Todo resuena, apenas se rompe el equilibrio de las cosas. Los árboles y las yerbas son silenciosos; el viento los agita y resuenan. El Agua está callada: el aire la mueve, y resuena; las olas mugen: algo las oprime; la cascada se precipita: le falta suelo; el lago hierve: algo lo calienta. Son mudos los metales y las piedras, pero si algo los golpea, resuenan. Así el hombre. Si habla, es que no puede contenerse; si se emociona, canta; si sufre se lamenta. Todo lo que sale de su boca en forma de sonido se debe a una ruptura de su equilibrio.
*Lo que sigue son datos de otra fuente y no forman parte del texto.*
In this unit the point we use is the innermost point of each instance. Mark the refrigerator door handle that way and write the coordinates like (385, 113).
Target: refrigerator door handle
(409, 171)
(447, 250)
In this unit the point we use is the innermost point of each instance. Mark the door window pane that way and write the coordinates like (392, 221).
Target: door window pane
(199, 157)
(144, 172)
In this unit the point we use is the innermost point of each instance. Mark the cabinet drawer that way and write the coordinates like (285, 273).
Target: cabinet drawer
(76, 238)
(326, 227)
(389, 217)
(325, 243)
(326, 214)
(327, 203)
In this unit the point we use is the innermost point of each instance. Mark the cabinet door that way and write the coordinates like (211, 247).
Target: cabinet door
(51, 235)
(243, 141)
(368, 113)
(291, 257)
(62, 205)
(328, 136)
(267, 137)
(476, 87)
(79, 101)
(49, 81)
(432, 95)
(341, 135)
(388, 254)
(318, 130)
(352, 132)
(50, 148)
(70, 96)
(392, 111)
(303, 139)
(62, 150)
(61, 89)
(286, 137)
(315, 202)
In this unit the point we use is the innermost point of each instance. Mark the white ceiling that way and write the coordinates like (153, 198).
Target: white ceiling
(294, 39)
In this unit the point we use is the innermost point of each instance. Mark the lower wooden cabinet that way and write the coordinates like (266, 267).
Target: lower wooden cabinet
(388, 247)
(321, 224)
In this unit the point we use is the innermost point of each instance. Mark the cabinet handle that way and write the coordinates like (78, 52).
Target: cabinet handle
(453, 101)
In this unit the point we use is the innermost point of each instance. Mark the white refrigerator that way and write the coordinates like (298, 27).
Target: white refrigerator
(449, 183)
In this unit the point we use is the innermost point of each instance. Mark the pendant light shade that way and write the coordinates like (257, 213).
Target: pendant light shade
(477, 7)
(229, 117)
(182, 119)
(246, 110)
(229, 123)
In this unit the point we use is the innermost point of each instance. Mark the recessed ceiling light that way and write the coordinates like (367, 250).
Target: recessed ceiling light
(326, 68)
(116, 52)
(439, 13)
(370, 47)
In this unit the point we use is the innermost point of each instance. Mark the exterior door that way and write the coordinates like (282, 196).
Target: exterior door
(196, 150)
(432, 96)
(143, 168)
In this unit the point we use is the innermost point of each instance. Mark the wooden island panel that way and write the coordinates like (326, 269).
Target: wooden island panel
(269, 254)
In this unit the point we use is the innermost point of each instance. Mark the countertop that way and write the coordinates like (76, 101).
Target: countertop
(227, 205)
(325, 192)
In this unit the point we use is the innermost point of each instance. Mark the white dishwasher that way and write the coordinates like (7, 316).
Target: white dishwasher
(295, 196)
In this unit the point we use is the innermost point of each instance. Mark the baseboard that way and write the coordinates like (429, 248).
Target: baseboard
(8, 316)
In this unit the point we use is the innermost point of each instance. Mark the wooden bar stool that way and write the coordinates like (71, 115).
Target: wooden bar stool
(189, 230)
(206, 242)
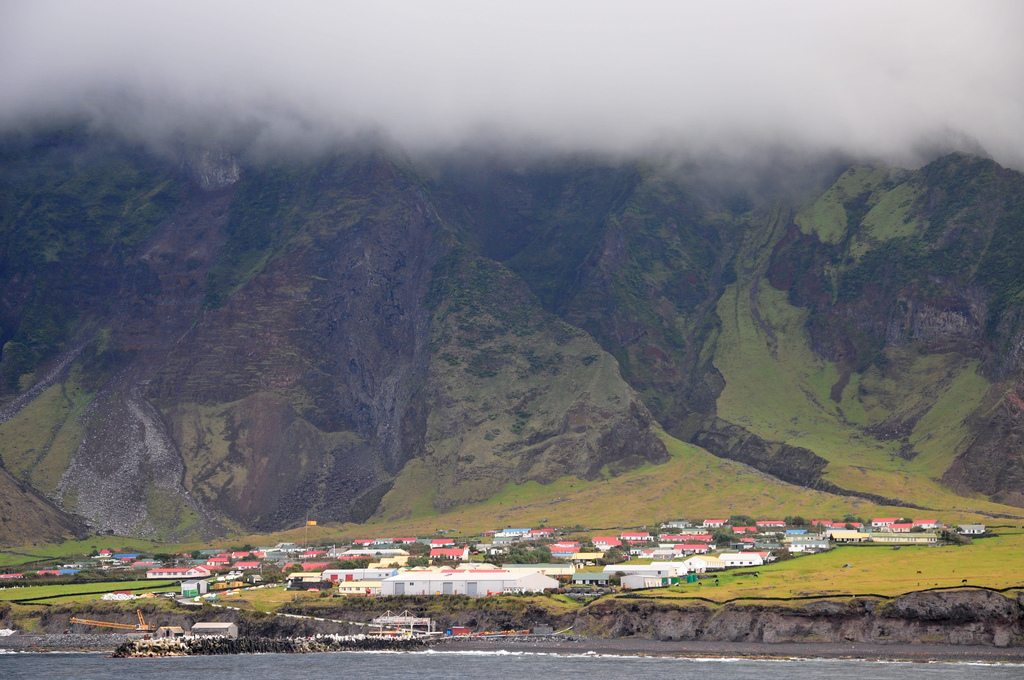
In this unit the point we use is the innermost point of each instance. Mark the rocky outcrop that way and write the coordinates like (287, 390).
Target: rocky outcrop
(958, 618)
(993, 462)
(794, 464)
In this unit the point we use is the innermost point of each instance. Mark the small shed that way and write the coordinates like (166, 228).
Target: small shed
(591, 579)
(638, 581)
(195, 588)
(216, 628)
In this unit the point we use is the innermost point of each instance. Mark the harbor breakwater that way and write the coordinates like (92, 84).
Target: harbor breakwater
(210, 645)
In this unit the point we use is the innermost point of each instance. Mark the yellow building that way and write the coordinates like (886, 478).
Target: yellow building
(359, 588)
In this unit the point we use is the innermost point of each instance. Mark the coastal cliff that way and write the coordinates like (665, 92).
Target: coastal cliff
(956, 618)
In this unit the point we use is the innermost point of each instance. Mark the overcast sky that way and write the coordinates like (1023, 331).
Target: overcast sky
(873, 78)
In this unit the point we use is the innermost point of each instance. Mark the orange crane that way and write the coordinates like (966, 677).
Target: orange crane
(140, 627)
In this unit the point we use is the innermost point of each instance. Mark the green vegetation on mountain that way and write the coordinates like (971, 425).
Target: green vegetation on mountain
(368, 338)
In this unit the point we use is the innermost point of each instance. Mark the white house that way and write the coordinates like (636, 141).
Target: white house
(178, 572)
(654, 569)
(637, 581)
(357, 575)
(474, 583)
(741, 559)
(882, 522)
(702, 563)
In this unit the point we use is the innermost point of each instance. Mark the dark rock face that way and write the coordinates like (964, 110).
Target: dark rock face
(270, 347)
(251, 343)
(993, 463)
(966, 618)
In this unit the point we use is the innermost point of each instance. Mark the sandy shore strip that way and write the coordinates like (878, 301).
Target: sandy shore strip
(645, 647)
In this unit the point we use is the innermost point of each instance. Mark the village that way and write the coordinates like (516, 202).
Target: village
(508, 560)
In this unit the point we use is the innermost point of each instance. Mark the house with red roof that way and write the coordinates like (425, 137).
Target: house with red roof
(199, 571)
(450, 553)
(770, 523)
(691, 548)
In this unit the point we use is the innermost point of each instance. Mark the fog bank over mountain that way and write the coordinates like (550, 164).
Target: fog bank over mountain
(887, 80)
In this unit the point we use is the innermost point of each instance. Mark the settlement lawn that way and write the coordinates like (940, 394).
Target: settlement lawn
(873, 569)
(81, 589)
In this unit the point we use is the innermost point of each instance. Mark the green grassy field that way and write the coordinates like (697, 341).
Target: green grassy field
(777, 388)
(875, 569)
(79, 590)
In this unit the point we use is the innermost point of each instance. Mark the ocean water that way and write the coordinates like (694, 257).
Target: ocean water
(482, 666)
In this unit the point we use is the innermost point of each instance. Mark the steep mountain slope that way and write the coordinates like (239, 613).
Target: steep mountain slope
(214, 343)
(283, 342)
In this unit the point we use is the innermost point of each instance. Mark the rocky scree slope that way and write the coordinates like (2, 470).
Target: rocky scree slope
(215, 343)
(248, 350)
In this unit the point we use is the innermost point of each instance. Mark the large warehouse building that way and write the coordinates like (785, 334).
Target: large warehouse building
(475, 583)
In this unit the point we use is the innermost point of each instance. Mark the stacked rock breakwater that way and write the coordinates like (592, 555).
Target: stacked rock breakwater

La música nos sirve para desplegar los sentimientos comprimidos en nuestro fuero interno. Escogemos los materiales que más fácilmente resuenan y con ellos fabricamos instrumentos sonoros: metal y piedra, bambú y seda, calabazas y arcilla, piel y madera. El cielo no procede de otro modo. También él escoge aquello que más fácilmente resuena: los pájaros en la primavera; el trueno en verano; los insectos en otoño; el viento en invierno. Una tras otra, las cuatro estaciones se persiguen en una cacería que no tiene fin. Y su continuo transcurrir, ¿no es también una prueba de que el equilibrio cósmico se ha roto?
Lo mismo sucede entre los hombres; el más perfecto de los sonidos humanos es la palabra; la literatura, a su vez, es la forma más perfecta de la palabra. Y así, cuando el equilibrio se rompe, el cielo escoge entre los hombres a aquellos que son más sensibles, y los hace resonar.
(Octavio Paz. “Chuang-Tzu” – traducciones – Biblioteca de Ensayo Siruela.
Han-Yu (siglos VIII y IX) es uno de los clásicos del periodo Tang. Reformador del lenguaje y de las costumbres, se batió con la misma impasible severidad contra los abusos de los poderosos y contra los excesos de los literatos. Seguidor de Confucio, combatió las tendencias de budistas y taoistas. Denunció con particular saña al budismo, al que consideraba una herejía extranjera. Su severidad, no excluye, sin embargo, el humor y la ironía. Han-Yu creía que es escritor es ante todo un hombre público, cuyo deber más alto es preservar la pureza del lenguaje y vigilar que los poderosos no se aparten del camino recto.